All effective marketing, one theory goes, is an appeal to something on Maslow’s hierarchy of needs.  And everything is marketing.

That girl in the short shorts and tank top (sans bra) standing at the Fort Lauderdale baggage claim last weekend?  Marketing to those who want sex (Belonging and/or Affection).

That ad for the Hummer, the one that emphasizes its size in comparison to other runts on the road? Marketing to those who want status (Esteem).

That preacher who’s always telling you what you’ll get out of doing what God wants? Marketing fulfillment (Self-actualization).
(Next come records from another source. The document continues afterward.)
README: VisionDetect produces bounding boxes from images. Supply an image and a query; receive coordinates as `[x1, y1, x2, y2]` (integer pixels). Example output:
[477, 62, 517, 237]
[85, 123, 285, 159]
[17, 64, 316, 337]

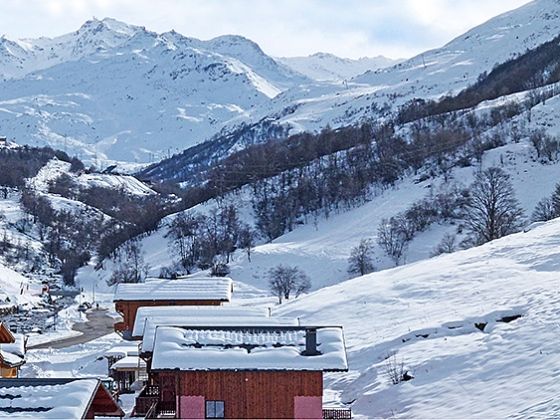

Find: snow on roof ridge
[141, 317, 299, 353]
[132, 305, 268, 337]
[113, 277, 233, 301]
[152, 327, 348, 371]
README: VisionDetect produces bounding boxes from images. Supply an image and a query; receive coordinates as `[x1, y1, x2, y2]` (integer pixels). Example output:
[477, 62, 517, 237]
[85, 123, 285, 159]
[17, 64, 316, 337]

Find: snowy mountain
[277, 220, 560, 418]
[143, 0, 560, 178]
[0, 19, 308, 163]
[5, 0, 560, 165]
[256, 0, 560, 131]
[276, 53, 403, 82]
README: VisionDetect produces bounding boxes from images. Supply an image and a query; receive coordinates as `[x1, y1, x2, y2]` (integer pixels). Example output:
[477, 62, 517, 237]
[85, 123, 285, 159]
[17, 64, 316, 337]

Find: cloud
[0, 0, 527, 57]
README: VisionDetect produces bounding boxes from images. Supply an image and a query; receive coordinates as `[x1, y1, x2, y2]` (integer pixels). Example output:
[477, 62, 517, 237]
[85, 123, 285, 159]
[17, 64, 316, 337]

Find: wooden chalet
[140, 325, 350, 419]
[0, 378, 124, 419]
[113, 277, 233, 339]
[0, 322, 27, 378]
[135, 306, 299, 415]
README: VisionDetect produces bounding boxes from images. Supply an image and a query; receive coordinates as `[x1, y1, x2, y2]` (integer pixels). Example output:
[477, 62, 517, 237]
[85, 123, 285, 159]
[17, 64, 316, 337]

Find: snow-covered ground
[279, 220, 560, 418]
[0, 0, 560, 166]
[28, 215, 560, 418]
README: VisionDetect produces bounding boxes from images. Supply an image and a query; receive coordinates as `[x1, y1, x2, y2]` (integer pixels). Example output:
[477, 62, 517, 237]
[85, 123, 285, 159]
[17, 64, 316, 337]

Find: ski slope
[277, 220, 560, 418]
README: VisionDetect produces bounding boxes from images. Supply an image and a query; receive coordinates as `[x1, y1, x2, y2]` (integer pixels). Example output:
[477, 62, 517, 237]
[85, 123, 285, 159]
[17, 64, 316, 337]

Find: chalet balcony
[146, 401, 177, 419]
[134, 385, 159, 417]
[114, 321, 126, 332]
[323, 407, 352, 420]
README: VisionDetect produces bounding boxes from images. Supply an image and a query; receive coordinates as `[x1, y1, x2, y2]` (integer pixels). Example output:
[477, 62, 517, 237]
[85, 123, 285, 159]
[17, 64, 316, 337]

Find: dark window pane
[206, 401, 216, 419]
[216, 401, 225, 419]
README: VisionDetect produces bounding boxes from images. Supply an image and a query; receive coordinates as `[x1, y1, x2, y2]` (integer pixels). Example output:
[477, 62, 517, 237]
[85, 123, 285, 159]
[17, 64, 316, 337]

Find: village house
[0, 378, 124, 419]
[113, 277, 233, 339]
[0, 322, 27, 378]
[104, 343, 148, 394]
[135, 306, 299, 415]
[142, 325, 349, 419]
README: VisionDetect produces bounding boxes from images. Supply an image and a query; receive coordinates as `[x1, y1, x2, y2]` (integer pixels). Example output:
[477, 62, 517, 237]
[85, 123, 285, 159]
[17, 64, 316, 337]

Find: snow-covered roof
[0, 349, 25, 367]
[0, 334, 26, 357]
[132, 305, 267, 337]
[114, 278, 233, 301]
[0, 378, 120, 419]
[104, 344, 139, 357]
[152, 327, 348, 371]
[111, 356, 146, 370]
[142, 314, 299, 353]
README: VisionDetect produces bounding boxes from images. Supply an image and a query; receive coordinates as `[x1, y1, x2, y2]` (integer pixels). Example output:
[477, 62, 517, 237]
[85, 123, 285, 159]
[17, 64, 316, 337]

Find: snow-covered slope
[278, 220, 560, 418]
[212, 0, 560, 148]
[5, 0, 560, 167]
[277, 53, 402, 82]
[0, 19, 308, 163]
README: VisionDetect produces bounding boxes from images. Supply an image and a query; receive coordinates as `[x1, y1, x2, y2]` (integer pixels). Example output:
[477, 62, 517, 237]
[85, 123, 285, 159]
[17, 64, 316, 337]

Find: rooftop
[111, 356, 146, 370]
[152, 326, 348, 371]
[0, 378, 122, 419]
[142, 314, 299, 353]
[113, 277, 233, 301]
[103, 343, 139, 357]
[132, 305, 267, 337]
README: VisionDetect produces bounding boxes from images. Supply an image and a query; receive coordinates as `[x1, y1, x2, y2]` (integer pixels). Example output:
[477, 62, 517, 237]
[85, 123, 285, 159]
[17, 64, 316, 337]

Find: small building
[144, 326, 348, 419]
[0, 378, 124, 419]
[113, 277, 233, 339]
[0, 322, 27, 378]
[104, 343, 148, 394]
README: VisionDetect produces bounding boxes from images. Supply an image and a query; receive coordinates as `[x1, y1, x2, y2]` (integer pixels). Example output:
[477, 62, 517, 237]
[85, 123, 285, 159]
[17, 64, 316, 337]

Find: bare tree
[385, 353, 413, 385]
[531, 197, 560, 222]
[108, 239, 150, 285]
[377, 217, 408, 265]
[464, 168, 523, 245]
[432, 233, 457, 257]
[268, 265, 311, 303]
[166, 213, 202, 274]
[550, 182, 560, 216]
[238, 224, 256, 262]
[348, 239, 373, 276]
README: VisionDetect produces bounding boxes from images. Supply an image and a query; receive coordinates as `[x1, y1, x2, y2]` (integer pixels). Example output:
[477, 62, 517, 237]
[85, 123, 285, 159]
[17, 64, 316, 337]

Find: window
[206, 400, 225, 419]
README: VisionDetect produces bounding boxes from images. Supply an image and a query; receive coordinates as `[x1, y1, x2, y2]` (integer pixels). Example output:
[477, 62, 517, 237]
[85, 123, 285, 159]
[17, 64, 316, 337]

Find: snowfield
[278, 220, 560, 418]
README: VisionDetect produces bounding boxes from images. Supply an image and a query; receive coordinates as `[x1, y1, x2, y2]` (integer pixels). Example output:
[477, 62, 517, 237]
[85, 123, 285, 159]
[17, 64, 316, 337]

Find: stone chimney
[303, 328, 321, 356]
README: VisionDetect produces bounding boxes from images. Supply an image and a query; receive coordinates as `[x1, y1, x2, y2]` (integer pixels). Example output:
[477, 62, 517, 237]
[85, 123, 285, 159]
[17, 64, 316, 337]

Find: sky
[0, 0, 528, 58]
Every time you win someone over to your way of thinking, get them to listen, get them to feel or like or hate, or not walk away you’re appealing to one of their felt needs – whether you or they realize it or not.  I think.  What do you think?  (See there?  I just appealed to your need to be heard.  That’s your need for Esteem, my friend.)

This new partnership Compassion’s launched with bloggers is a great example.  As the guy communicating (marketing) this new venture to bloggers, I had to decide which need(s) I’d appeal to.  I mean, do I tell people that blogging will get them on God’s good side (Security)?  Earn them a gift of some kind (Physical)?  It’s somehow cool or relevant or trendy (Esteem/Belonging)?  It’s a learning experience (Learning)?  Do we launch a beautiful website (Aesthetic)? Or how about we emphasize the emotional angle, the warm fuzzies and mountaintop experience you get from blogging about kids in Uganda (Self-actualization)?

I had to decide.  And I decided to get out of Maslow’s basement (as the Heath brothers call it) and go to the highest need of man – the one we all have a hard time meeting, the one that Jesus appealed to often, the one involvement with Compassion over the years has met for me personally: Transcendence.

Transcendence is knowing that what we are or do positively impacts someone besides us.  When people talk about “making a difference” or “changing the world” they’re appealing to our need for transcendence. The problem is so few things actually do make a difference and change the world. So transcendence marketing (and those phrases in particular) are a bit stale these days and unmotivating in an age of cynics whov’e bought the bracelets and texted their senators and seen no impact – felt no transcendence.

So I’m doing it differently. I’m asking the question “Why blog?” on our new site.  And the answer: Because it matters to 1,000,000 kids.

Transcendence.  In this case it’s motivating AND true. That works out well.

And really, I’ve got no choice but the transcendence route you know?  I don’t look so good in shorts and a tank top.